Other ones are lower-conviction or watchlist stocks.

I have been getting more involved in options like you - usually buying Jan 2012 LEAP spreads on stocks like Pepsi etc. when they dip to low valuations. I also often sell 20% OTM puts to help fund the call spreads so initial investment is minimal and where I would love to buy the stocks at that lower strike price.

There are a thousand ways to invest, but the crash has taught me that owning what you know will prevent panic selling as I did on some of my low-conviction stocks as I bought into PIMCO and others' thesis in early 2009 that a depression was possible (10-15% probability) and it could wipe out equity values.

I also should have loaded the boat when Bernanke talked about QE2 last year, but like Prem Watsa, I think that it may end badly and I tend to try to hold stocks for a multi-year period, so I think I will get opportunities later.

Paulwitt - 9 years ago    Report SPAM
Sorry about not being diligent with the numbers. And thanks for sharing some of your portfolio information.

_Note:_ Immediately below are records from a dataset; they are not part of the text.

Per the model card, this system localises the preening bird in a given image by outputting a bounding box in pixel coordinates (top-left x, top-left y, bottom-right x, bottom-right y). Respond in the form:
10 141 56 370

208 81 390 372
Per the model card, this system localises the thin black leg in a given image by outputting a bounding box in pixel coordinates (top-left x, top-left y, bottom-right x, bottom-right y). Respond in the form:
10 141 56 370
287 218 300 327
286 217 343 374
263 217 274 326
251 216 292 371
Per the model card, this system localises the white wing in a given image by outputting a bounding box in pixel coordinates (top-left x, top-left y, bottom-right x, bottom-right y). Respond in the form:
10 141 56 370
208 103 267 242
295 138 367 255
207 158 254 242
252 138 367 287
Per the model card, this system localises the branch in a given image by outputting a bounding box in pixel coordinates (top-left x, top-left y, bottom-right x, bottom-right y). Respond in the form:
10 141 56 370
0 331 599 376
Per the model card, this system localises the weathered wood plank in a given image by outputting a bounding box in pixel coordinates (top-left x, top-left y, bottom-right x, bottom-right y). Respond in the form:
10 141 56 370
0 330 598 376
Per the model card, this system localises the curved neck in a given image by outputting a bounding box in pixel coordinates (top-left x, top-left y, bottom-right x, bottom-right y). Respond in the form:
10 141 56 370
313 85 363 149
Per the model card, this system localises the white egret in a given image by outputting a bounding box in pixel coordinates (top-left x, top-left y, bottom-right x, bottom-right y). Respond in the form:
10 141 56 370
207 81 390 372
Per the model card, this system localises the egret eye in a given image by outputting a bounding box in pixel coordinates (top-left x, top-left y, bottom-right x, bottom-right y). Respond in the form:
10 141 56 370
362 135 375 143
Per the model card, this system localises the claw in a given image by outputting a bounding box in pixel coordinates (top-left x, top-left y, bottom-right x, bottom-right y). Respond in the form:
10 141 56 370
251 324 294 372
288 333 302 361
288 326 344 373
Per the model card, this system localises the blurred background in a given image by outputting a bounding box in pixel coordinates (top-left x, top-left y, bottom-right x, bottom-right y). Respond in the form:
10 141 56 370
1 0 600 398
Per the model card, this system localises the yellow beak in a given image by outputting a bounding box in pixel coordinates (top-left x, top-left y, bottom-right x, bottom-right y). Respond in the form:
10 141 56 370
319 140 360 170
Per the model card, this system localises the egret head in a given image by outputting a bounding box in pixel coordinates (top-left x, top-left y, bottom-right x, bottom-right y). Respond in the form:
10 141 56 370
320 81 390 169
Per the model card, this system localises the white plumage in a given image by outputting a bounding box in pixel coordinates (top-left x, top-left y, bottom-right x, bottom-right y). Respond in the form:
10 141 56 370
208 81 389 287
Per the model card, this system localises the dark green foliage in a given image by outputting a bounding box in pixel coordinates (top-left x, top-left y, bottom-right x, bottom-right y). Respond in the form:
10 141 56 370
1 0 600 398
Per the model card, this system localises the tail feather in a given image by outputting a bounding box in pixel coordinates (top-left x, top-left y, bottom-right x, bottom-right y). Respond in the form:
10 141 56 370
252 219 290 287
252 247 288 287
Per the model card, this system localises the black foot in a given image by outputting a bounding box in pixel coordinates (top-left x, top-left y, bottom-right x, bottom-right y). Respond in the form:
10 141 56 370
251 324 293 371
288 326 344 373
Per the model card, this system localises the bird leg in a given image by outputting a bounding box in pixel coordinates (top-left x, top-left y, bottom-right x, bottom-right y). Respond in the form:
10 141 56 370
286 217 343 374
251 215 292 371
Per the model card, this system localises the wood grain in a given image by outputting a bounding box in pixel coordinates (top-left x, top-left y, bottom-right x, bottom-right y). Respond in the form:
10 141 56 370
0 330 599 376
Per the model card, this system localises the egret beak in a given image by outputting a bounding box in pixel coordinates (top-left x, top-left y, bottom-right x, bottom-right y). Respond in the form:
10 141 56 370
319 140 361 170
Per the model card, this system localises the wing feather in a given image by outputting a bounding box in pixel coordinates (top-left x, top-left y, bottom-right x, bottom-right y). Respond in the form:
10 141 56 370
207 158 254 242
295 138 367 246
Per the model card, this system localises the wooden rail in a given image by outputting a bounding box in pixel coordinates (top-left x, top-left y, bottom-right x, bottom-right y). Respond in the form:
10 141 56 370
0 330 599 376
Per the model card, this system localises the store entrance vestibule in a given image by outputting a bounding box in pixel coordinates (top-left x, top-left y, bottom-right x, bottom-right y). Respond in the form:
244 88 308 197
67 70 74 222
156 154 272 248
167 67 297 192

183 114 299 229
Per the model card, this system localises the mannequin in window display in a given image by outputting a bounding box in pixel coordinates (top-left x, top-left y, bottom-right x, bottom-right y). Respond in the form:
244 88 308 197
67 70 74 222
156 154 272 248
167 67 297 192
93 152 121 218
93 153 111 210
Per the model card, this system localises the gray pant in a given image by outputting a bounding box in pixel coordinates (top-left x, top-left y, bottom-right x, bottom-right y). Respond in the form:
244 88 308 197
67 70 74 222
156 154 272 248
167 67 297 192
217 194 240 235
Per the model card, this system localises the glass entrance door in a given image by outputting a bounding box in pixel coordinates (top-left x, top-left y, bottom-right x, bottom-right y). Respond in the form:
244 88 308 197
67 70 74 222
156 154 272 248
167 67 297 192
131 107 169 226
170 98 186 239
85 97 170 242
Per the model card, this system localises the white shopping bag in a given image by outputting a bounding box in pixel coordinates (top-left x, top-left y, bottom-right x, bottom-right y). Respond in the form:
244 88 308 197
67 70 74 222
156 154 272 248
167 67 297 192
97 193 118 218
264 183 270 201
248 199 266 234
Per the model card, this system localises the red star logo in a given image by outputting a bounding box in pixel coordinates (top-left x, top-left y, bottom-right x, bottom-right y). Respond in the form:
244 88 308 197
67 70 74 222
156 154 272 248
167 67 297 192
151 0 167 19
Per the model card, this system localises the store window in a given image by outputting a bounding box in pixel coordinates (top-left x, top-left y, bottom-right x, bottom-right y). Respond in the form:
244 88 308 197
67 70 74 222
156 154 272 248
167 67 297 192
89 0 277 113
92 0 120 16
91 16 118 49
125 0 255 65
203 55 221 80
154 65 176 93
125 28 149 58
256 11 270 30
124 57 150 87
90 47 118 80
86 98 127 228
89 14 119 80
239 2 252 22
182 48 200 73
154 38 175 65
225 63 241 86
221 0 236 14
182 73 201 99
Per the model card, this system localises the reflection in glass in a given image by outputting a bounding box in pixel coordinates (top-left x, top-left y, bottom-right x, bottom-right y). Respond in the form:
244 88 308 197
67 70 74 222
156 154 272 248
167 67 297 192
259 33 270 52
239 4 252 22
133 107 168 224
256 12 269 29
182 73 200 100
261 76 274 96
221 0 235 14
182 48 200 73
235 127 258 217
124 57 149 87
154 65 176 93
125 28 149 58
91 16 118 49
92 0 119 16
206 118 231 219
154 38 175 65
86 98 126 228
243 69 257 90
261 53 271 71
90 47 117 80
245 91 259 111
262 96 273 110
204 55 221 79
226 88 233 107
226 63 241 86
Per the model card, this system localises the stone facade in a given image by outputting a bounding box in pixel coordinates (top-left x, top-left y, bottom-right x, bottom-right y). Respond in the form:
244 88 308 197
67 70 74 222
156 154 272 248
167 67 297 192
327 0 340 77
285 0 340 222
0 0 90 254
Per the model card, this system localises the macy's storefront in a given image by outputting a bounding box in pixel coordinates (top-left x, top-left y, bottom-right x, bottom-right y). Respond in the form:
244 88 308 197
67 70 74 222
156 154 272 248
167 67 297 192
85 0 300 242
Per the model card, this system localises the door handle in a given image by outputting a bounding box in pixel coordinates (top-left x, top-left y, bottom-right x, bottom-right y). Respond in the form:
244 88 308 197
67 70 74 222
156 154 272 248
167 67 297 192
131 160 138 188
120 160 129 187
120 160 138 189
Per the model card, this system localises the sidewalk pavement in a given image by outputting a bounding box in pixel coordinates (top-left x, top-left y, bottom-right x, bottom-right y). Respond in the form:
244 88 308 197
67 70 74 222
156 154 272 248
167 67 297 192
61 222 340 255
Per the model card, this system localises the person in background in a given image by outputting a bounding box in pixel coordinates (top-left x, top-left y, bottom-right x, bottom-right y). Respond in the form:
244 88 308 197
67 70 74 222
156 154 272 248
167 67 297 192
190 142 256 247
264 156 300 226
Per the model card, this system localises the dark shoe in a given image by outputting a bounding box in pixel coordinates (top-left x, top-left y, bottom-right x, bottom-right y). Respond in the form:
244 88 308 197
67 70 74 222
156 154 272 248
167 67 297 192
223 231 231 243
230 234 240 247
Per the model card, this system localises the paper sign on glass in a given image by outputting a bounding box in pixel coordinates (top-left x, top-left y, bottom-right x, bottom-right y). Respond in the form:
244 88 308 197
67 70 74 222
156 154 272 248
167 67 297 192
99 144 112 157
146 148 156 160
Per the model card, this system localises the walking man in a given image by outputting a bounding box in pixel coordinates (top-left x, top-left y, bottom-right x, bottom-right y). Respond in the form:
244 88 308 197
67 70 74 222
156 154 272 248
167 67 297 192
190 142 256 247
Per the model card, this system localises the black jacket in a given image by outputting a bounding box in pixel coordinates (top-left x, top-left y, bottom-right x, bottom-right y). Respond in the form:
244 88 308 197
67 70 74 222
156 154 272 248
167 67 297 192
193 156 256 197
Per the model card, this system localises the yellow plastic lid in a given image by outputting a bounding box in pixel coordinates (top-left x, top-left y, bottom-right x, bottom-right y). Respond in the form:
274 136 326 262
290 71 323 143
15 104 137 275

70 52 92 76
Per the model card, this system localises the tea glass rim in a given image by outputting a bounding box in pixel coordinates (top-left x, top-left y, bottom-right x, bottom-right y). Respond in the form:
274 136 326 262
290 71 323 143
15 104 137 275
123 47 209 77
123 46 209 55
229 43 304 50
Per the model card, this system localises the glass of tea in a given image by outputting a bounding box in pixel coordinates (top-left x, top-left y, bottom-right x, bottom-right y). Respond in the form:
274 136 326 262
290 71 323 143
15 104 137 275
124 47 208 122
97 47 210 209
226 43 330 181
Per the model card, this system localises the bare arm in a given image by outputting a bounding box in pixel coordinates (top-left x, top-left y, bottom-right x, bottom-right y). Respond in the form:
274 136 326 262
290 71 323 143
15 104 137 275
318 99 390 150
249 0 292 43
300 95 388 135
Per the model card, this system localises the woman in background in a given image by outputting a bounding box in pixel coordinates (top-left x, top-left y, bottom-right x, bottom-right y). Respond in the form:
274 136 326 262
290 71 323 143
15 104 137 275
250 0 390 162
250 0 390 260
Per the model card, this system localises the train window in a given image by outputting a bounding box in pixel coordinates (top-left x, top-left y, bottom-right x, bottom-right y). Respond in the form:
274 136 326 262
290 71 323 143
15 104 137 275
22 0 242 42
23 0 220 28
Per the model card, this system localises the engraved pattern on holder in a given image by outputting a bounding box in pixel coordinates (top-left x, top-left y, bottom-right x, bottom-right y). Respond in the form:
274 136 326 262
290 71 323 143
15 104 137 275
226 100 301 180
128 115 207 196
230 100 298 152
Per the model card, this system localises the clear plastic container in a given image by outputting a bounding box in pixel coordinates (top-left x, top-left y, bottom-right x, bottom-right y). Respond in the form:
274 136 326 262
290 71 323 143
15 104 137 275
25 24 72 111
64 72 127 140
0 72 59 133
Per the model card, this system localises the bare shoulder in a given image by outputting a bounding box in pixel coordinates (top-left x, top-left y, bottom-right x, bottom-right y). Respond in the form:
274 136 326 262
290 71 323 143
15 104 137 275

As for LEAPS, I copied from the Berkshire Hathaway 2010 Annual Report the following:

Both Charlie and I believe that Black-Scholes produces wildly inappropriate values when applied to long-dated options. We set out one absurd example in these pages two years ago. More tangibly, we put our money where our mouth was by entering into our equity put contracts. By doing so, we implicitly asserted that the Black-Scholes calculations used by our counterparties or their customers were faulty.